Jeśli wziąć pod uwagę same mecze w lidze, Legia wygrała jeden z ostatnich sześciu. Cały smaczek dziś polega na tym, że było to spotkanie z Ruchem. Generalnie, legioniści na finiszu sezonu wyglądają, jakby koniecznie chcieli wypuścić z rąk któreś trofeum. Szczególnie po mistrzostwo zmierzają typowo po polsku, czyli niespiesznie i nieudolnie, stawiając najpierw krok do przodu, a potem robiąc dwa do tyłu. Dzisiaj mają szansę poprawić sobie humory Pucharem Polski w Kielcach. Cztery lata temu, jeszcze za kadencji Jana Urbana, zdobyli go po 120-minutowym maratonie w Bełchatowie, przerywanym burdami kibiców. Przed rokiem w pamiętnej Bydgoszczy – i znowu w rzutach karnych – pokonali Lecha, ratując nie tylko cały sezon, ale i pewnie posadę Skorży.
Dzisiaj jego sytuacji nie sposób porównywać z tą z zeszłego roku, choć przełom kwietnia i maja przyniesie cztery mecze, z których najłatwiej będzie go rozliczyć. Skorża, ze świeżo podpisanym aneksem do umowy, ma apetyt na podwójną zdobycz. Przekonuje, że zwycięzca finału z Ruchem dostanie turbodoładowanie na finiszu ligi, a jednocześnie mówi, że trudniejszy do wygrania będzie właśnie puchar. Z jednej strony, margines błędu jest faktycznie minimalny – dziewięćdziesiąt, góra sto dwadzieścia minut, w których wszystko może się zdarzyć. Z drugiej, polskim zespołom zdecydowanie łatwiej nie zawieść w jednym, konkretnym meczu. Przy serii trzech kolejnych zwykle pojawia się już problem.
Trudno się spodziewać, by Ruch rzucił się w Kielcach do zdecydowanych ataków, ale grając uważnie, może trochę kunktatorsko, ma dosyć argumentów, żeby Legię nastraszyć. Bez wykartkowanego Piecha, za to z Jankowskim i gotowymi do poniesienia się z ławki Abbotem i Niedzielanem. Jeśli przez cały sezon atutem „Niebieskich” był kolektyw i solidna, zgrana banda, właśnie tym razem – z racji zapowiadanych absencji – powinni pokazać, że potrafią sobie radzić, gdy z tej równej układanki wypada kilka klocków.

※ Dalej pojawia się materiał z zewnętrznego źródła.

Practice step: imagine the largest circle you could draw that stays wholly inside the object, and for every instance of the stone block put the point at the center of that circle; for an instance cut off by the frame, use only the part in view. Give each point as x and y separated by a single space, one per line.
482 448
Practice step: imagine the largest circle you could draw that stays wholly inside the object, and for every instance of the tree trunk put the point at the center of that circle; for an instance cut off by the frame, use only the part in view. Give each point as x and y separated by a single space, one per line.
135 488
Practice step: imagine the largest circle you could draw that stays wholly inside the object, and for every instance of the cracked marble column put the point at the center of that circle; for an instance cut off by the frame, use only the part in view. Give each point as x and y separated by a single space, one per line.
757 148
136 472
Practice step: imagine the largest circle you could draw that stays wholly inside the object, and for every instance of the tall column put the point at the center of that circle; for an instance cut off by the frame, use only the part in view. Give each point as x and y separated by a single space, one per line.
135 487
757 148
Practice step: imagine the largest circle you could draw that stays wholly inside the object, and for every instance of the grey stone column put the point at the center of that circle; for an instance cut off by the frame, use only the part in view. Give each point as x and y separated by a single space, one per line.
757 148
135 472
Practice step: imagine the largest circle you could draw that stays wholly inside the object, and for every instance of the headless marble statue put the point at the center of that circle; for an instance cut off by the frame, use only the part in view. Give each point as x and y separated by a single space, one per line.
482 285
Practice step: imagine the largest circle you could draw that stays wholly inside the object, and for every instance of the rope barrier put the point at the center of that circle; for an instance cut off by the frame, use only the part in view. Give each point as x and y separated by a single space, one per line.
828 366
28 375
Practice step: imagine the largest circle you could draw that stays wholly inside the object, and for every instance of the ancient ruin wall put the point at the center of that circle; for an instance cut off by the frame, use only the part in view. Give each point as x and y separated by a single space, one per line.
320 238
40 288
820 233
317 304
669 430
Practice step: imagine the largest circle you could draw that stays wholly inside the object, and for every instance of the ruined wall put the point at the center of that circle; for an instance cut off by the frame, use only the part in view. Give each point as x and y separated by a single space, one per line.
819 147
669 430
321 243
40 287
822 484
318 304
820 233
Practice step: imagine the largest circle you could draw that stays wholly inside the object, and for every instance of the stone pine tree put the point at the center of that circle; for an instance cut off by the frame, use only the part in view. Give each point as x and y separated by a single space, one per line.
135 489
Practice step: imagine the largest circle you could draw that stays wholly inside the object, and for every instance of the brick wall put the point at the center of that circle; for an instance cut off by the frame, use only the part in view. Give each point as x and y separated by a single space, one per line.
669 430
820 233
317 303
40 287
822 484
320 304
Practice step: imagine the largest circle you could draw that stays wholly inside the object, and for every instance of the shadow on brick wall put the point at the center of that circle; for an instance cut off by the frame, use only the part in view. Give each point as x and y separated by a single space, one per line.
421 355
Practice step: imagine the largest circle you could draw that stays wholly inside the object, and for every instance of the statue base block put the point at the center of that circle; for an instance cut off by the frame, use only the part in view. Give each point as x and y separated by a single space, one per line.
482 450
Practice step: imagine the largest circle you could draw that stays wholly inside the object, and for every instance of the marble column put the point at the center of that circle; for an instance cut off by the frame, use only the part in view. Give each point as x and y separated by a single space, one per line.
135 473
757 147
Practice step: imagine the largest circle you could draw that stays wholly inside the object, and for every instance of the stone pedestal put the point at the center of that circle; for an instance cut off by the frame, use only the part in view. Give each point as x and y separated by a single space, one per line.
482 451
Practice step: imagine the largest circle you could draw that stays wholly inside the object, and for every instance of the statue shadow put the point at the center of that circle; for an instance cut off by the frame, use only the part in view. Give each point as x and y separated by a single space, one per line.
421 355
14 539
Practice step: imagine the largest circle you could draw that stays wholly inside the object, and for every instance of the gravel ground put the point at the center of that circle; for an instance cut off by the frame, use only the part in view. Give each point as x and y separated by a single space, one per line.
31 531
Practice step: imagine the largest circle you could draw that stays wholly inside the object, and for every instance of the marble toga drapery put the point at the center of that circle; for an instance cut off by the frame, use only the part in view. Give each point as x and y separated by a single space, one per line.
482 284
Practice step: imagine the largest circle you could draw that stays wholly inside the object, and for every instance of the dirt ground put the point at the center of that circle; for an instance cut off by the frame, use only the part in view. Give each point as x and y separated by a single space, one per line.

Trzeba oddać, że Ruch nadspodziewanie dobrze odnalazł się w sytuacji, w jakiej nie był od niepamiętnych czasów. Kiedy gra o poważne cele i od każdego meczu zależy więcej niż tylko to, gdzie danego dnia trafią trzy punkty. Drużyna Waldemara Fornalika radzi sobie z tą presją, a przy tym po cichu musi być niezwykle głodna sukcesu, bo – poza wąską grupą krakowską – w składzie trudno znaleźć ludzi nasyconych jakimś poważnym sportowym osiągnięciem.
Jeszcze dwa tygodnie temu Legia wygrała z Ruchem 2:0, ale nie zapominajmy, że przez większość czasu, szczególnie w pierwszej połowie, rozgrywała partię szachów. I to takich, w których nie udaje się zbić przeciwnikowi nawet najmniejszego pionka. Wtedy miała za sobą znane boisko, atmosferę swojego stadionu i całą tę otoczkę. Dzisiaj w Kielcach ściany nie będą już tak sprzyjać. Nawet jeśli w drodze „losowania” to Legię wybrano gospodarzem, co w praktyce zawiesiło wyjazdowy zakaz nałożony na jej kibiców.
Oczywiście, jak co roku, zamiast medialnej pompy, pełnej wyczuwalnego prestiżu, czeka nas dziś lekko prowincjonalny festyn. W środku tygodnia, byle tylko wcisnąć w terminarz i jeszcze znaleźć chętnego, który go zorganizuje. W sumie – żadna to nowość, można się przyzwyczaić. Sprawę ratuje przynajmniej układ tabeli, który sprawia, że cała ligowa czołówka patrzy dziś i kalkuluje. Kto wygra? Kto zyska, a kto straci? Ile potrzeba, by dostać się do pucharów i jak planować wakacje?
Znaków zapytania pojawia się całe mnóstwo, a fakt, że tak trudno wskazać faworyta, znacznie lepiej świadczy – mimo wszystko – o Ruchu niż jego rywalu.